Indominus rex, imaginary genetic chimaera and star of the movie Jurassic World.

A little movie called Jurassic World has just hit cinemas, you might have heard of it. I've seen it, and - while I'm not about to discuss it at length - I mostly found it dumb, with ugly, old school CG animals that can't be considered an improvement on the animals originally outed for 1993's Jurassic Park. As you'll know if you've seen the film, the movie's main theme revolves around a genetic chimaera called Indominus rex. Oh, and children in peril.

Indominus is a giant, fat-headed, big-clawed behemoth. The premise behind its creation is that shareholders and Jurassic World owners have opted for a bigger, toothier, scarier new kind of dinosaur. The result is a creature that - despite a range of impressive special abilities - is fairly bland in overall appearance and really doesn't look all that different from the fat-headed, old school theropods of yore.
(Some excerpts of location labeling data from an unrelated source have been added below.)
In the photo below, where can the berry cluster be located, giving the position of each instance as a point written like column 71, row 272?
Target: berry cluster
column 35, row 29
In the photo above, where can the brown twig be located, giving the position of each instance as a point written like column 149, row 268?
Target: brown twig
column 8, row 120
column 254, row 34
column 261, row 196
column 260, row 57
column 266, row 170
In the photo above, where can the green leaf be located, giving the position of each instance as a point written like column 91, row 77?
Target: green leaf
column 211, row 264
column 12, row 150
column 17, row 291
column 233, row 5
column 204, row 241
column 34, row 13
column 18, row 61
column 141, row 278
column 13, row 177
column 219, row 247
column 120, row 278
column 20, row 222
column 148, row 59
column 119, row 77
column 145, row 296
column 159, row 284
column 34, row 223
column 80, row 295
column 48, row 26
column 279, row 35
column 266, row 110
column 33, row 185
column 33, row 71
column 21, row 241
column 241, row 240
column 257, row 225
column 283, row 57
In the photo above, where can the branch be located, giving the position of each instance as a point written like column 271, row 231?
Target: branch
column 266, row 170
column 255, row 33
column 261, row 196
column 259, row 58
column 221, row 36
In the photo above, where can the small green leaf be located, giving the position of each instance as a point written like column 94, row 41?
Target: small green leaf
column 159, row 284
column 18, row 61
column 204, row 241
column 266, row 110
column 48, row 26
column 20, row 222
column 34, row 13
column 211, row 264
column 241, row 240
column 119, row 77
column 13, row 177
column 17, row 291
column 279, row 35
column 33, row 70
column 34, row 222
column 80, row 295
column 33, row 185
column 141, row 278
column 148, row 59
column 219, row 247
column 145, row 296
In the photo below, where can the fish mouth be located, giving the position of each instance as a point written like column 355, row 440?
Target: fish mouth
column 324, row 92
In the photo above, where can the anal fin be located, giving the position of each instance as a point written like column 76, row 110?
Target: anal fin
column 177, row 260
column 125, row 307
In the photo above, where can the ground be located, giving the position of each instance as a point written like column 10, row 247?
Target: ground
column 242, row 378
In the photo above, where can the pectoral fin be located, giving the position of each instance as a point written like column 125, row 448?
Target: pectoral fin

Yawn. I really wish that something more interesting, more innovative had been invented for the movie. And I'm not alone.

Thus was born Brian Engh's Build A Better Fake Theropod project, which you can peruse both on twitter (#BuildABetterFakeTheropod) and at Brian's website.

This is Brian Engh's rainforest-dwelling speculative theropod Cryptonychus arborealis.
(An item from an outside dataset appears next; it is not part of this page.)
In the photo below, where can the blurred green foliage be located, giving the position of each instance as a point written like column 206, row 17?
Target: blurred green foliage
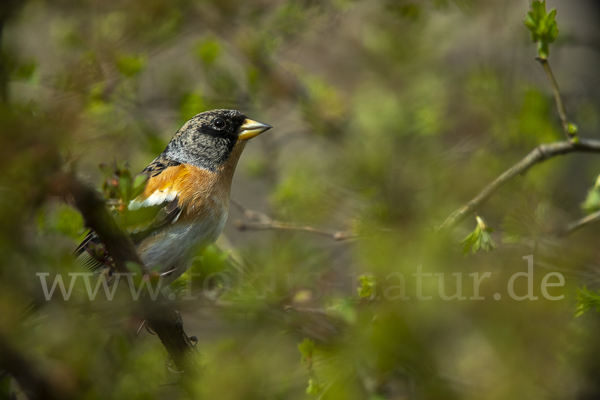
column 387, row 115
As you'll see, some us have been having a lot of fun. There are some silly pictures of pretend theropods there, but there are also interesting speculative theropods, invented denizens of an alternative universe where new dinosaurs have been discovered via genetic recovery, and new and innovative chimaeras invented for entertainment and display.

Alex Lovegrove's 'quilled slasher'. Brilliant, dynamic sketch. The animal is, I think, a megaraptoran - a controversial group of tetanuran theropods that are most likely carcharodontosaurian allosauroids, but have been regarded as members of Tyrannosauroidea by some authors.

Come join the fun. There's no serious point to make here... other, perhaps, than that movie-makers are sometimes disappointingly lacklustre in the looks they choose for their creatures.

Hypothetical "pseudotoothed Kiwibeast of Doom", invented by Mark Witton.
Brilliant image by Gilles Roussel (aka Boulet) of The Bouletcorp.